In the small, nondescript villages of Central Indian state of Madhya Pradesh's Jhabua district, a group of tribals have joined hands to show the way forward to sustainable future by adopting organic farming.
Two years ago, the tribals of Chhaya Paschim village in the district, about 300 kms from the state's capital Bhopal, were inspired to switch to organic farming by Mahesh Sharma, a social worker and local agriculture expert.
What makes their endeavor special is that they converted entirely barren land into a rich and fertile area by adopting water and soil conservation techniques.
"Once, this land was rocky and barren. Today, it has been converted into a multi-crop land after a lot of hard work," Sharma told HT.

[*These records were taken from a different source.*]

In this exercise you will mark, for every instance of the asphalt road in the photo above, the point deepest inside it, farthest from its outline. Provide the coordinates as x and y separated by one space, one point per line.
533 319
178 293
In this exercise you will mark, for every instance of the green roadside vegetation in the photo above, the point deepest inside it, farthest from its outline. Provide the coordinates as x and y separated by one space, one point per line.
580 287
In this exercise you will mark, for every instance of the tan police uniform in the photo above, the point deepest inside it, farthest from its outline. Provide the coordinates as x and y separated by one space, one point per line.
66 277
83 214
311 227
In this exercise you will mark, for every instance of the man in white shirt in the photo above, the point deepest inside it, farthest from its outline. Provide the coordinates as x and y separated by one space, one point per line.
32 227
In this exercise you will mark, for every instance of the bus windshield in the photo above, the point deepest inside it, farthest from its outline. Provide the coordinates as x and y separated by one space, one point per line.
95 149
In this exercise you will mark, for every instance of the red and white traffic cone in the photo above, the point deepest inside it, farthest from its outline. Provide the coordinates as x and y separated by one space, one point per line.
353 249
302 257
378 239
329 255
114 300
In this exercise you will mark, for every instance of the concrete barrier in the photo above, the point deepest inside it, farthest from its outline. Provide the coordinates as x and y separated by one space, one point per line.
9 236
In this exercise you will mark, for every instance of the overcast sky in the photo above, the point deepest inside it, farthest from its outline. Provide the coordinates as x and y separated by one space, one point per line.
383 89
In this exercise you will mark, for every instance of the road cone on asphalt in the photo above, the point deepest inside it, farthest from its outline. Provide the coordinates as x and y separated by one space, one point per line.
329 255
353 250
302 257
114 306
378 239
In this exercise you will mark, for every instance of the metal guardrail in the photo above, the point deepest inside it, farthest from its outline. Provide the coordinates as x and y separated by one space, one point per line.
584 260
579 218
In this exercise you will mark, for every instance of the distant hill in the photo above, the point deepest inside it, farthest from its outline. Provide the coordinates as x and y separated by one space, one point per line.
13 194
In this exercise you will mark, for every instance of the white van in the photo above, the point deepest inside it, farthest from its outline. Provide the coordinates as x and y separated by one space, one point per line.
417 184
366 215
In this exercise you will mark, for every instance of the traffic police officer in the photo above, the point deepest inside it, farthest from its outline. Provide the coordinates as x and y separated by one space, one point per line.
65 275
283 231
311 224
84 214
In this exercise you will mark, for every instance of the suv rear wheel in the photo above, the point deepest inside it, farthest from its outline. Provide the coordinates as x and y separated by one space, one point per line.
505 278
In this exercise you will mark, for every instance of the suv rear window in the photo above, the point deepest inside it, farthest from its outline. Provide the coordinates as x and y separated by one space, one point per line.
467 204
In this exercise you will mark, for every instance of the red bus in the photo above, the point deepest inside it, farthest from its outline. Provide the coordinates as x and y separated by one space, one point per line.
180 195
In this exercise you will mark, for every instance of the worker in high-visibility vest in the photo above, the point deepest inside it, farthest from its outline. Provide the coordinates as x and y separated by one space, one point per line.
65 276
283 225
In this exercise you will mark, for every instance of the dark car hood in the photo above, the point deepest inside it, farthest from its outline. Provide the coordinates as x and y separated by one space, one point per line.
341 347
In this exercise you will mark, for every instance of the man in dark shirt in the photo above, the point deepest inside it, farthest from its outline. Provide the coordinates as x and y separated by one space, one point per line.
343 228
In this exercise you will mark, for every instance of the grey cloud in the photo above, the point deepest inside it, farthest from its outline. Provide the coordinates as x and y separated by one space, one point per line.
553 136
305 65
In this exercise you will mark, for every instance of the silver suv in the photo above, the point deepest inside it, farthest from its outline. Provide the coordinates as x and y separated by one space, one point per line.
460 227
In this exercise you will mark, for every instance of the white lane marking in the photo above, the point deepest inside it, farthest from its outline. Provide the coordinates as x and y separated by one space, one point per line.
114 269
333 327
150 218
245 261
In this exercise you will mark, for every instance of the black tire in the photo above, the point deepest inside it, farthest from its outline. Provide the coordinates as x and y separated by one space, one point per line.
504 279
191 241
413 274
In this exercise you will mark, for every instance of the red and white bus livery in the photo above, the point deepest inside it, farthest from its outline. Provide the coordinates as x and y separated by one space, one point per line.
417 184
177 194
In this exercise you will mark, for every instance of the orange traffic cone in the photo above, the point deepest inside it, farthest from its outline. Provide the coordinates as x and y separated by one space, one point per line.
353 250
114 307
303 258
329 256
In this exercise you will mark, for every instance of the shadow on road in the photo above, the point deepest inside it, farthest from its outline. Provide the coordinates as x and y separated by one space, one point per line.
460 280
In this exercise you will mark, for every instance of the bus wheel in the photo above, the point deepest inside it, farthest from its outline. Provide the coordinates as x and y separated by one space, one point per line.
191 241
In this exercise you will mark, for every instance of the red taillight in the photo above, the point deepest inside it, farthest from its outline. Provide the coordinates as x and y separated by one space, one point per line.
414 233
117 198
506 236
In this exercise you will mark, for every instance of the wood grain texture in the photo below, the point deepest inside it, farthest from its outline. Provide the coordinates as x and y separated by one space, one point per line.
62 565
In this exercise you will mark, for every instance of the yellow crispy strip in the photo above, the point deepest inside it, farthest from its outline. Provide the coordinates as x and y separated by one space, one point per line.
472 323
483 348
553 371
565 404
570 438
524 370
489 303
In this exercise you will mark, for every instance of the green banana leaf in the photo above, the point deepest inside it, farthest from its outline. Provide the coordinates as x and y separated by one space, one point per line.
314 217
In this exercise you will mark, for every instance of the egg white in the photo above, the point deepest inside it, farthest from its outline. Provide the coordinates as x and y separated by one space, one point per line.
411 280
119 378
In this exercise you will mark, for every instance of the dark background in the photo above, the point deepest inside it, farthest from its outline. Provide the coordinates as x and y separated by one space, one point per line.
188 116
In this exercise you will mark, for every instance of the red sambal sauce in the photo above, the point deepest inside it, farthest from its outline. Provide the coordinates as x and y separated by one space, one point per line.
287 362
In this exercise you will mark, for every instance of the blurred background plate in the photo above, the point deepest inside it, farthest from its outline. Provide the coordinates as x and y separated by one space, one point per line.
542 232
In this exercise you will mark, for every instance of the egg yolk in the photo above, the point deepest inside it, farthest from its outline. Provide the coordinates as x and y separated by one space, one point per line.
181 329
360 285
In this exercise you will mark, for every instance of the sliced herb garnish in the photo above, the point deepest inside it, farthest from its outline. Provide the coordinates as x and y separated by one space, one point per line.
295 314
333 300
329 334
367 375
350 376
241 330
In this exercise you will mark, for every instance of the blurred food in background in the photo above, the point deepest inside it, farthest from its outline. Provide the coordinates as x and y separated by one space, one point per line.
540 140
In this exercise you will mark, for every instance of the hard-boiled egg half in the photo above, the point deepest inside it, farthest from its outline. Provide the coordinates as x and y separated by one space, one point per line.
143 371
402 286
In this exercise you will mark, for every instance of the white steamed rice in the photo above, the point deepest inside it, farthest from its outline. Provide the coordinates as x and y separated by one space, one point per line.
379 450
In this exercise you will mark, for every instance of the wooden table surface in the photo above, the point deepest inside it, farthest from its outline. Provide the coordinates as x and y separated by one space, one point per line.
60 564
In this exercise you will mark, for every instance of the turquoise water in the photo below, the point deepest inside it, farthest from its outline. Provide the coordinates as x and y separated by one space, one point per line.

Jhabua, which is a predominantly tribal district and has a high rate of illiteracy and poverty, boasts of 30 such villages where locals have taken to organic farming to grow vegetables, jowar, pulses and groundnut. As per 2011 census, literacy rate in Jhabua is 44.45% as compared to 70.6% for Madhya Pradesh. The number of people living below the poverty line in Jhabua is estimated at nearly 40% as compared to 31.6% in Madhya Pradesh as per planning commission estimates in 2011-12.
Tribals at a pond they dug up after one month of labour. One of the tribals contributed land while all of them pooled resources to build the pond at a cost of about Rs 70,000. The water will be used for irrigating fields.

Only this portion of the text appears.